Die hinduistisch-nationalistische Opposition dürfte als stärkste Kraft aus den Wahlen hervorgehen. Wer in den Regierungspalast in Delhi einziehen wird, bleibt jedoch unklar. Die Bildung einer stabilen Koalitionsregierung dürfte sich schwierig gestalten.

Opposition im Vorteil

Gemäss Umfragen dürfte die oppositionelle Bharatiya Janata Partei (BJP) am meisten Parlamentssitze gewinnen. Ihr charismatischer Kandidat fürs Premierministeramt, Narendra Modi, hat sich in der Partei eine solide Führungsposition gesichert. Der Wahlkampf ist auf ihn zugeschnitten worden. Modi stammt aus bescheidenen Verhältnissen und gilt als wirtschaftsfreundlich.

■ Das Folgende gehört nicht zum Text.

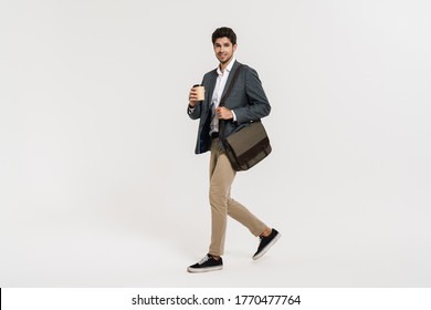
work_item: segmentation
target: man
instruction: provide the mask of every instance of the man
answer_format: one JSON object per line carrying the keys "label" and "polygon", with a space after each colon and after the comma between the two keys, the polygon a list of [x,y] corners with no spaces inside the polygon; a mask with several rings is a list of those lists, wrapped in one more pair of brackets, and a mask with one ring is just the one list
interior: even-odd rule
{"label": "man", "polygon": [[224,134],[229,136],[251,121],[270,114],[271,106],[263,91],[255,70],[242,65],[238,80],[225,101],[219,106],[223,93],[228,90],[239,62],[234,58],[236,34],[230,28],[219,28],[212,33],[212,44],[219,66],[203,76],[206,89],[203,102],[198,102],[195,89],[189,93],[188,114],[192,120],[200,120],[196,154],[211,151],[210,158],[210,205],[211,205],[211,244],[206,257],[188,267],[189,272],[203,272],[223,268],[221,256],[224,250],[224,237],[228,215],[244,225],[261,241],[253,259],[261,258],[281,235],[267,227],[249,209],[231,198],[231,185],[235,177],[219,138],[220,122],[224,122]]}

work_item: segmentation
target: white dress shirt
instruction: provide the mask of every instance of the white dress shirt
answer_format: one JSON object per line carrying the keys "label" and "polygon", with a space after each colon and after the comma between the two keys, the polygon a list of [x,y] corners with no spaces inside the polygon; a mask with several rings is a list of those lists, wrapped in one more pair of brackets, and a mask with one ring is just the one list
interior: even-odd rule
{"label": "white dress shirt", "polygon": [[[210,135],[212,133],[219,132],[219,118],[216,115],[216,108],[219,107],[220,105],[220,101],[224,91],[225,83],[228,81],[229,74],[235,61],[236,60],[232,58],[231,62],[228,64],[228,66],[224,69],[223,72],[220,70],[220,66],[217,68],[217,74],[219,76],[217,78],[216,87],[212,94],[211,105],[210,105],[211,106]],[[235,121],[236,117],[233,111],[232,114],[233,114],[233,121]]]}

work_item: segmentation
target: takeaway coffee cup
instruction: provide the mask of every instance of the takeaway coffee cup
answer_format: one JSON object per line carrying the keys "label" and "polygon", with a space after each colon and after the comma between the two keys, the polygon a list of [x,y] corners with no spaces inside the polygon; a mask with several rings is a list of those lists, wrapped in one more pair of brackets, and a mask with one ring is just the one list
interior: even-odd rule
{"label": "takeaway coffee cup", "polygon": [[204,101],[204,99],[206,99],[206,87],[203,87],[200,84],[196,84],[196,85],[193,85],[193,89],[198,93],[198,101]]}

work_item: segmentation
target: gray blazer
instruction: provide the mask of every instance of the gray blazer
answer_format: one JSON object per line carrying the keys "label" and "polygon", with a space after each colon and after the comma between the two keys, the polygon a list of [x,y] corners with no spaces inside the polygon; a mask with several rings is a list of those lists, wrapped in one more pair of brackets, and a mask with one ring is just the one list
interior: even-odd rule
{"label": "gray blazer", "polygon": [[[223,95],[230,85],[238,65],[239,62],[235,61],[232,66],[232,71],[229,73]],[[198,104],[195,110],[187,110],[190,118],[200,120],[195,149],[196,154],[206,153],[210,149],[210,104],[217,78],[217,69],[208,72],[203,76],[202,85],[206,87],[206,99],[202,103]],[[227,137],[242,127],[248,126],[251,121],[260,120],[270,114],[271,105],[266,99],[265,92],[263,91],[257,72],[254,69],[248,65],[242,66],[238,80],[225,101],[225,107],[233,110],[236,115],[236,122],[233,122],[233,120],[224,121],[224,132]]]}

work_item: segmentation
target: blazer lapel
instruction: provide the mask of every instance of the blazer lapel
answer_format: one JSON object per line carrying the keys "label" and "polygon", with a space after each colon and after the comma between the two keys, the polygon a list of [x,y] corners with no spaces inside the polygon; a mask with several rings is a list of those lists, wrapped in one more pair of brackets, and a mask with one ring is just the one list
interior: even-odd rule
{"label": "blazer lapel", "polygon": [[224,85],[224,90],[223,90],[223,94],[221,95],[221,97],[224,96],[224,93],[228,91],[229,89],[229,85],[231,84],[231,81],[232,81],[232,78],[238,69],[238,65],[239,65],[239,62],[235,60],[235,62],[233,63],[232,65],[232,70],[231,72],[229,72],[229,76],[228,76],[228,81],[225,81],[225,85]]}

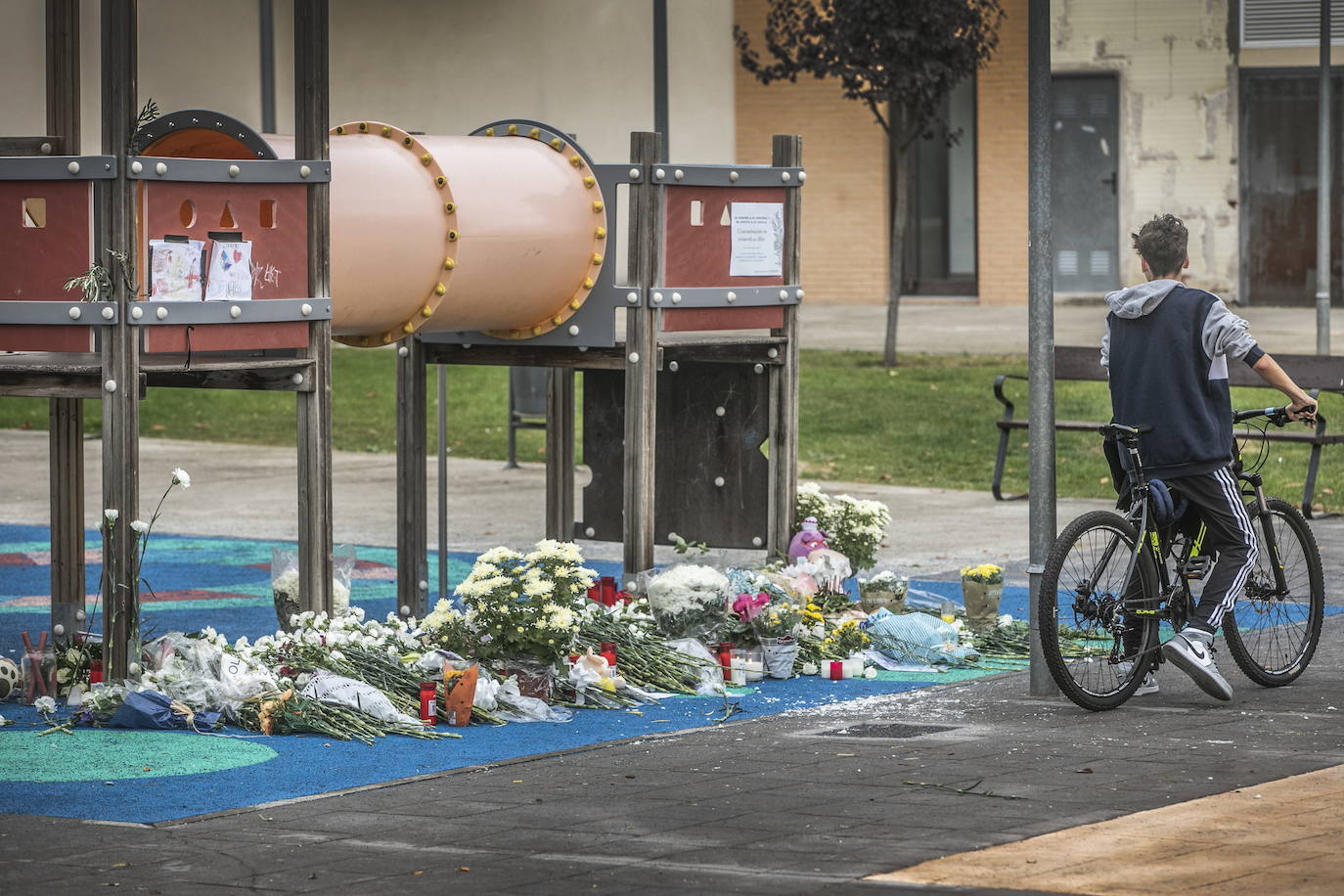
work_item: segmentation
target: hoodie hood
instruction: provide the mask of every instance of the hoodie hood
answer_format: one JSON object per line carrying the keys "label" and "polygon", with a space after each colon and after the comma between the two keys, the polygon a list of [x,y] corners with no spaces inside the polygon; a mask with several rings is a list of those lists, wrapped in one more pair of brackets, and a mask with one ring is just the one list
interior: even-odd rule
{"label": "hoodie hood", "polygon": [[1153,309],[1161,305],[1163,300],[1177,286],[1180,286],[1180,281],[1152,279],[1138,286],[1126,286],[1109,293],[1106,304],[1110,305],[1116,317],[1142,317],[1152,314]]}

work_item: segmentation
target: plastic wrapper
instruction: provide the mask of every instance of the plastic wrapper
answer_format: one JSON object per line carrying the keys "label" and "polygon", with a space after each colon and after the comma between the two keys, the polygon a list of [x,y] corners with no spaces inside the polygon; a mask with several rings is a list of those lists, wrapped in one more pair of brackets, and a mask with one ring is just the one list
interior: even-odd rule
{"label": "plastic wrapper", "polygon": [[333,707],[362,712],[388,724],[421,727],[419,719],[398,712],[392,701],[374,685],[337,676],[325,669],[316,670],[300,693]]}
{"label": "plastic wrapper", "polygon": [[676,638],[673,641],[664,641],[663,643],[677,653],[684,653],[688,657],[695,657],[710,664],[700,669],[700,681],[695,685],[698,695],[708,697],[723,693],[723,666],[719,665],[719,658],[710,653],[708,647],[695,638]]}
{"label": "plastic wrapper", "polygon": [[728,578],[714,567],[679,563],[636,576],[659,630],[669,638],[712,641],[727,625]]}
{"label": "plastic wrapper", "polygon": [[466,669],[444,668],[444,708],[439,715],[454,728],[472,723],[472,705],[476,701],[476,682],[480,674],[481,668],[477,665]]}
{"label": "plastic wrapper", "polygon": [[980,657],[961,643],[956,627],[927,613],[896,615],[878,610],[863,623],[863,630],[874,650],[899,662],[956,665]]}
{"label": "plastic wrapper", "polygon": [[110,728],[153,728],[208,731],[219,725],[218,712],[183,712],[181,704],[156,690],[132,690],[108,720]]}
{"label": "plastic wrapper", "polygon": [[481,676],[476,682],[473,705],[493,712],[504,721],[569,721],[574,713],[552,707],[544,700],[524,697],[517,689],[517,681],[504,678],[496,681]]}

Als Chefminister von Gujarat wird ihm der wirtschaftliche Aufschwung in diesem Gliedstaat gutgeschrieben.

Der 64-jährige gilt als starke Führungspersönlichkeit. Religiöse Minderheiten sowie die regionalen Linksparteien sehen in Modi allerdings eine Gefahr für die Demokratie. Der Nationalist wird für rassistisch motivierte Pogrome gegen Muslime im Jahr 2002 in Gujarat mitverantwortlich gemacht. Damals – Modi war bereits Chefminister – wurden über tausend Menschen umgebracht.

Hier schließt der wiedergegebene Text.